If you want to replace a bad habit with a healthier habit, he recommends that you keep the same cue and reward, and simply change the routine (behavior) in the middle.
For example, let’s assume you start craving a candy bar each afternoon at 3 p.m. You realize the cue is actually boredom rather than hunger. (You need a break from work.) Perhaps you decide to get up from your desk at 3 p.m. as usual, but go for a 10-minute walk or do 10 minutes of stretching instead of eating a candy bar. If you are hungry, have a handful of nuts instead of the candy bar. You have left the cue in place, and you still have the reward (a break from your work), but you replaced the routine (behavior) in the middle of the loop. Any of these options are healthier than eating a candy bar. You may also have a new reward, such as feeling better all afternoon because you didn’t send a rush of sugar into your bloodstream.
There are strategies that can help create a healthy habit, such as “stacking.” This is when you add a new behavior onto one you already have as a habit. Let’s assume you want to start flossing your teeth each day. If you brush your teeth each morning, floss your teeth immediately after brushing. Or if you want to drink more water, drink a glass in the morning as you wait for your coffee to brew. Sit a glass beside your coffee pot each evening to remind you in the morning.
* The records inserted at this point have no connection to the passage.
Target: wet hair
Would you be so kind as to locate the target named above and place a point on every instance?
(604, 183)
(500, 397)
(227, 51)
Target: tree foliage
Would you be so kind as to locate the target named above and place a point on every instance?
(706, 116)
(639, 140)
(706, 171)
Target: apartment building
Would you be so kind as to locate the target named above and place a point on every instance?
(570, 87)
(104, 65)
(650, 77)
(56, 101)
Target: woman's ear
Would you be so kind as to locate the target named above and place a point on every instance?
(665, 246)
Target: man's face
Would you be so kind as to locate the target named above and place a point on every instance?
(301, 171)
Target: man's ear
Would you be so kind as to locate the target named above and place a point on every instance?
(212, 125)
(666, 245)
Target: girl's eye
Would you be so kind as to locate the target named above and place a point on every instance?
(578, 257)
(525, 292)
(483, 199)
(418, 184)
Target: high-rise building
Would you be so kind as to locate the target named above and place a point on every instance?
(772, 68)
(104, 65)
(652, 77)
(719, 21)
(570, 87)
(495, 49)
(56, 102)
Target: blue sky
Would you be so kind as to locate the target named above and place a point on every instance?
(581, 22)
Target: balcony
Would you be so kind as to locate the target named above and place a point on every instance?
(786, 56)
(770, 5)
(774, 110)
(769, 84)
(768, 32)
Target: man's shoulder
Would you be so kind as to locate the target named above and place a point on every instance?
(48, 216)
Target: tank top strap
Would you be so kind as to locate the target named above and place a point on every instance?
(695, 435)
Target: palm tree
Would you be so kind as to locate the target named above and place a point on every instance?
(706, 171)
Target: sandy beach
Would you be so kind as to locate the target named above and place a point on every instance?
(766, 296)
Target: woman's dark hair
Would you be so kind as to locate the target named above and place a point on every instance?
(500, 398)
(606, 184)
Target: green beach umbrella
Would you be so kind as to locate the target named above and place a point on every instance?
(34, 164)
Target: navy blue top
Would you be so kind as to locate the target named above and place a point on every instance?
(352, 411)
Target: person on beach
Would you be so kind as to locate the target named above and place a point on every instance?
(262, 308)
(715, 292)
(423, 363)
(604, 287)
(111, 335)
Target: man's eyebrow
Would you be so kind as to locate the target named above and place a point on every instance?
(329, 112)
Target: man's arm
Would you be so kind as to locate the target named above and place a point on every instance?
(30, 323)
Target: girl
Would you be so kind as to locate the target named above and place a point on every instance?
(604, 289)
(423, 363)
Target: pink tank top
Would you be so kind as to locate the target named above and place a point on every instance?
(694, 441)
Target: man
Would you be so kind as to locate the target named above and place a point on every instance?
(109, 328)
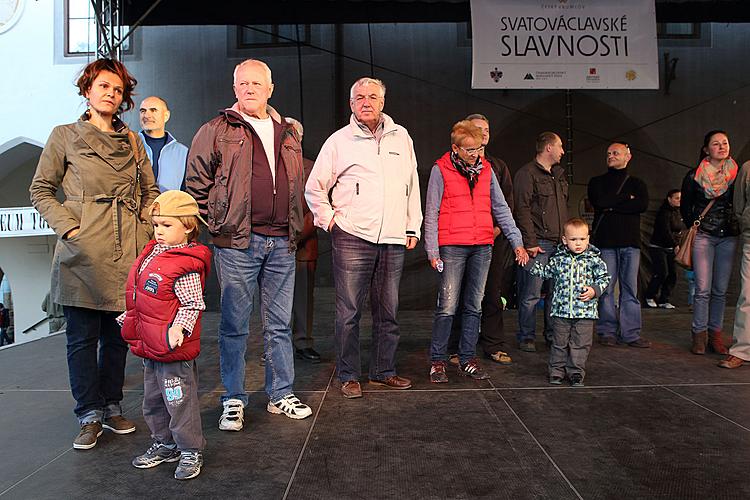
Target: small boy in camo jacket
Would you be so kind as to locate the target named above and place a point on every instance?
(580, 275)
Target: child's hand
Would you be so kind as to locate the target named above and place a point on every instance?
(175, 336)
(587, 294)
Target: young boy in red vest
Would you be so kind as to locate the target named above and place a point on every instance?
(164, 299)
(464, 212)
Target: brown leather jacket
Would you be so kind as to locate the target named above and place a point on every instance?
(218, 174)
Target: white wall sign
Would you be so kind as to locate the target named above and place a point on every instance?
(22, 221)
(571, 44)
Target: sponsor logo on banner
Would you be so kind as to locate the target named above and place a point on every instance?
(564, 41)
(593, 76)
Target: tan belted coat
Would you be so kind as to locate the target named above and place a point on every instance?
(97, 173)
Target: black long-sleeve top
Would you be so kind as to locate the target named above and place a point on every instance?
(617, 217)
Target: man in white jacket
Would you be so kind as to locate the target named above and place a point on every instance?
(374, 213)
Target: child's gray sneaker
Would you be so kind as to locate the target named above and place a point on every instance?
(189, 466)
(156, 454)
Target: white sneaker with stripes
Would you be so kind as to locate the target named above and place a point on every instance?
(290, 406)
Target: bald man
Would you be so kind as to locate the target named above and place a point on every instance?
(166, 154)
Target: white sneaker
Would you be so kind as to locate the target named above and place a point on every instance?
(290, 406)
(233, 416)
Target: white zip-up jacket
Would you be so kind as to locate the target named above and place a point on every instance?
(375, 184)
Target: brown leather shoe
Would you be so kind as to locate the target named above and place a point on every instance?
(351, 389)
(394, 382)
(731, 362)
(699, 343)
(716, 343)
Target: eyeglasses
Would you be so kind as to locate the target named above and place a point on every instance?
(472, 151)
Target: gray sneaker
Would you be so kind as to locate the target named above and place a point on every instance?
(189, 466)
(156, 454)
(86, 439)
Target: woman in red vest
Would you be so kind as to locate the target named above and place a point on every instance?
(465, 211)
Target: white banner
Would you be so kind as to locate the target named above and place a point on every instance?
(22, 221)
(566, 44)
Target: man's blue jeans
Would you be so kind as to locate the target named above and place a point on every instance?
(622, 264)
(465, 267)
(529, 293)
(268, 265)
(359, 266)
(713, 257)
(96, 362)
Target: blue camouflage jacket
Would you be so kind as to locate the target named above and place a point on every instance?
(572, 273)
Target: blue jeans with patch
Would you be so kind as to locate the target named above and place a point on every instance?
(713, 257)
(267, 265)
(529, 293)
(623, 264)
(359, 266)
(464, 267)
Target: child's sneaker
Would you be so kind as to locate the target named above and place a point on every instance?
(233, 416)
(437, 373)
(472, 369)
(290, 406)
(576, 380)
(156, 454)
(190, 465)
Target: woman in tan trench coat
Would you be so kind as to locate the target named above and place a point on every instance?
(102, 225)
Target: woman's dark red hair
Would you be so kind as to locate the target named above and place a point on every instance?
(92, 70)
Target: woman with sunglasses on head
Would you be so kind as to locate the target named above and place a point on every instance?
(107, 183)
(707, 193)
(465, 210)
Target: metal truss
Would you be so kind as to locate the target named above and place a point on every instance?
(109, 29)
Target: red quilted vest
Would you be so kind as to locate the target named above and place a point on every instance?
(152, 304)
(465, 217)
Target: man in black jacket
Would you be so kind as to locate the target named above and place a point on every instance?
(540, 196)
(619, 200)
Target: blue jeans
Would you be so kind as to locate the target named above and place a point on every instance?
(359, 266)
(622, 264)
(712, 262)
(96, 379)
(268, 265)
(529, 293)
(465, 267)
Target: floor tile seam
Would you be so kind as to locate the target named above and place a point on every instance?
(307, 438)
(724, 417)
(35, 471)
(682, 396)
(533, 437)
(463, 389)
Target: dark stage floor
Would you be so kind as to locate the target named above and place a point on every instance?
(650, 423)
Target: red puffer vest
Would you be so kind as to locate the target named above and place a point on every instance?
(152, 304)
(465, 217)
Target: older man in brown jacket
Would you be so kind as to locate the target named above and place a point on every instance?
(245, 171)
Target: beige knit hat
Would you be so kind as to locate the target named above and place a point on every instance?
(176, 203)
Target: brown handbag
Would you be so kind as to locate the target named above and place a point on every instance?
(684, 254)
In “Atomic Habits,” James Clear states, “Habits are the compound interest of self-improvement. Getting one percent better every day counts for a lot in the long run.” This book encourages you to create a more disciplined environment in order to build healthy habits. Clear recommends practical steps such as laying out your exercise clothes the night before if you want to run in the morning. He also recommends cutting up lots of fruits and vegetables once a week if you want to eat healthier foods. Having healthy foods close at hand will help you make healthier choices.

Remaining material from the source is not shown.